Introduction
Obsessive–compulsive behaviour has long been described; religious scrupulosity is documented in medieval texts (Adams, 1973), repetitive hand washing as symbolic of guilt has been depicted by playwrights (Shakespeare: Macbeth) and ‘obsessive–compulsive neurosis’ generated by unconscious conflict was a cornerstone of psychodynamic theory (Freud, 1973). More recently, however, a new paradigm has emerged; obsessive–compulsive behaviour is now viewed as symptomatic of a highly prevalent medical disorder, characterized by specific psychobiological dysfunctions. Indeed, obsessive–compulsive disorder (OCD) is arguably one of the most incisive exemplars of a neuropsychiatric disorder, insofar as clear models now exist of how its characteristic psychopathology is mediated by specific neuroanatomical circuits and neurochemical systems. This chapter aims to provide a comprehensive review of the current state of knowledge on OCD, including epidemiology, clinical features, neurobiology and management.
Epidemiology
Prevalence
Until the 1980s OCD was viewed as a rare disorder, which only affected 0.005% of the population. These figures were based on a study by Rudin, which looked at the prevalence of OCD in a psychiatric in-patient population (Rudin, 1953). The Epidemiological Catchment Area (ECA) study of 1980–1984 radically changed views of the prevalence of OCD (Karno et al., 1988). Undertaken in five US communities, this study found lifetime prevalence rates for OCD to be 1.9–3.3%, making it the fourth most common psychiatric disorder, with a prevalence that was 25–60 times higher than previously believed. These figures were subsequently confirmed in similar studies in Canada (Kolada et al., 1994), Taiwan (Hwuh & Chang, 1989), and several other countries (Weismann et al., 1994), demonstrating that OCD is a disorder with a similar prevalence across nationalities.

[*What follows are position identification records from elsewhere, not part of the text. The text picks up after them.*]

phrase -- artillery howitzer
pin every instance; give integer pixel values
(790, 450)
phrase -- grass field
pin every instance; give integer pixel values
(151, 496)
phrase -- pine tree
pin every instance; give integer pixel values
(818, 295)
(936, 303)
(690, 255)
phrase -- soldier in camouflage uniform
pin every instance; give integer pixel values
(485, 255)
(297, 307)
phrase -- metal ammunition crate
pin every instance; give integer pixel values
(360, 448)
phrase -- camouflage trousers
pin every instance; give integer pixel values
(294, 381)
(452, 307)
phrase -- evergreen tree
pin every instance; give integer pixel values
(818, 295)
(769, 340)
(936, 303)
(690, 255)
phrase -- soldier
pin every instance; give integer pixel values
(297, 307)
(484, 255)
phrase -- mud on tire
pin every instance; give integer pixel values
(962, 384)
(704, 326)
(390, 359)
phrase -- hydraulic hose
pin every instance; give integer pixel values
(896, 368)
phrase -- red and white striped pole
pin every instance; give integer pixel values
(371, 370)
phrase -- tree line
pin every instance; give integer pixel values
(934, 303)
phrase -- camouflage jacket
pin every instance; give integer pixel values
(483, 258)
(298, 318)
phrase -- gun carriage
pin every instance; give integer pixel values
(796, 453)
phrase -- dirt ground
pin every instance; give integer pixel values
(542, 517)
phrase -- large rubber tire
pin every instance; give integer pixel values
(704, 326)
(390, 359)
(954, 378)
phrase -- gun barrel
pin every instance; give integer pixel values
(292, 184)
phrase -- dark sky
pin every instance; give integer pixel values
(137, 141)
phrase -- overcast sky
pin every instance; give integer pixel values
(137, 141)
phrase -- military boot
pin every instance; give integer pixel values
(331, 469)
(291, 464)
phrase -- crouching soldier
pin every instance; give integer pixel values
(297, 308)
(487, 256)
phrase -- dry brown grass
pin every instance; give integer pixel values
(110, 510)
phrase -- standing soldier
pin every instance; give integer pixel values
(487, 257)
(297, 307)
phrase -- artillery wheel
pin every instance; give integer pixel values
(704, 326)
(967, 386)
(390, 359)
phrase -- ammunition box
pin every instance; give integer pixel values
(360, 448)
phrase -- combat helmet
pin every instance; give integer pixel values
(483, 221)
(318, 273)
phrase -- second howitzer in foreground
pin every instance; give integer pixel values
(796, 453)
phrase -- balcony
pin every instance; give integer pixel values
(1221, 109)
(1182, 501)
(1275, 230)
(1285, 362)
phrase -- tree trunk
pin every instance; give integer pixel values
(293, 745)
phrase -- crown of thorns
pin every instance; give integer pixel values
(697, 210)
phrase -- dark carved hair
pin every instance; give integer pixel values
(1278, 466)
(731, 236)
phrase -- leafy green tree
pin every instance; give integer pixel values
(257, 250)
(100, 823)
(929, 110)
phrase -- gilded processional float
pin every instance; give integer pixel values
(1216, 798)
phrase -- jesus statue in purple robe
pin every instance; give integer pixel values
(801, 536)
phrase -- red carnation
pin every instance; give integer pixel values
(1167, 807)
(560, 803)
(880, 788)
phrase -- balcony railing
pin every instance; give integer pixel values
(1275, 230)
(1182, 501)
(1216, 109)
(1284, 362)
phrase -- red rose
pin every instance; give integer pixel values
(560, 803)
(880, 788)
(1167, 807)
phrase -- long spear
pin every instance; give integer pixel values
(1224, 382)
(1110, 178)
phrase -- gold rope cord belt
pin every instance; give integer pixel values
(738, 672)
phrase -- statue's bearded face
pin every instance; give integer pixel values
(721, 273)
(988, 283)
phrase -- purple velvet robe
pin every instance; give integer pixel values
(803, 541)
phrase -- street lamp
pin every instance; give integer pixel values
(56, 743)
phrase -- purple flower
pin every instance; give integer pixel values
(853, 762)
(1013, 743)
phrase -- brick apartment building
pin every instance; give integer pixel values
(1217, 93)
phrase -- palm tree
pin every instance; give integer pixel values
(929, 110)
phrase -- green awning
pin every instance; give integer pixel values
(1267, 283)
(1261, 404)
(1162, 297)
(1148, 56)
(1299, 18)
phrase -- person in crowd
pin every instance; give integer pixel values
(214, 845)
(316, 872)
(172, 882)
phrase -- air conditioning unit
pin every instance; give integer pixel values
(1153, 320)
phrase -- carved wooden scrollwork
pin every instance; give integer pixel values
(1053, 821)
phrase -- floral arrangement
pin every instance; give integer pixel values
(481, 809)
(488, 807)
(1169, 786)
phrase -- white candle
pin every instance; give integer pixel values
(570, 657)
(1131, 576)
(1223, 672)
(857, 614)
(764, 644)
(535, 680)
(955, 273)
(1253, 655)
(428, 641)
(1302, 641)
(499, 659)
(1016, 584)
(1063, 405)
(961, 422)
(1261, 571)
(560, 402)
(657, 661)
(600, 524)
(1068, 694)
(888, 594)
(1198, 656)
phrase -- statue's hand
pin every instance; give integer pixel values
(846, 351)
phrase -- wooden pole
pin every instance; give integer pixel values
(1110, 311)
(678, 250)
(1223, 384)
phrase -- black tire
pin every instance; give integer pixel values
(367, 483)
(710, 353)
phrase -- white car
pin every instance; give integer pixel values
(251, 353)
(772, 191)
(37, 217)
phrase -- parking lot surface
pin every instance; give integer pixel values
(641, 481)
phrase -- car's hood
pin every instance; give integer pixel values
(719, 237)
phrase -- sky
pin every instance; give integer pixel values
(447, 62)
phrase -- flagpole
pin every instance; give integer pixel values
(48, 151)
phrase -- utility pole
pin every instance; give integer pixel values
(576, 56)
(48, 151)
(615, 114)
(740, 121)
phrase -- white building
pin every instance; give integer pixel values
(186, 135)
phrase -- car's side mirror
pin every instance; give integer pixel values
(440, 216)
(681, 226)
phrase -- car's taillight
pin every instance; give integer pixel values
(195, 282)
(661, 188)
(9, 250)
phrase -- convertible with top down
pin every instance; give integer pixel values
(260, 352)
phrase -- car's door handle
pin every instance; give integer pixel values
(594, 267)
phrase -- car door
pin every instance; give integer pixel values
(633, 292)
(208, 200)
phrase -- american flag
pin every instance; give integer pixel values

The ECA figures, however, have been challenged. The ECA and cross-national study used the Diagnostic Interview Schedule (DIS); a structured interview designed for trained lay interviewers, to arrive at diagnoses. Several later studies have questioned the validity of DIS diagnoses. Nelson and Rice (1997) examined the 1-year temporal stability of the DIS and found it to be low, with only 19.2% of those who were originally diagnosed with OCD having this diagnosis confirmed on follow-up interview. Two follow-up studies of the ECA, using semistructured interviews conducted by psychiatrists (Antony et al., 1985; Helzer et al., 1985), supported these findings. However, these studies have been criticized in view of their small sample size and failure to use objective instruments to ascertain the diagnosis of OCD.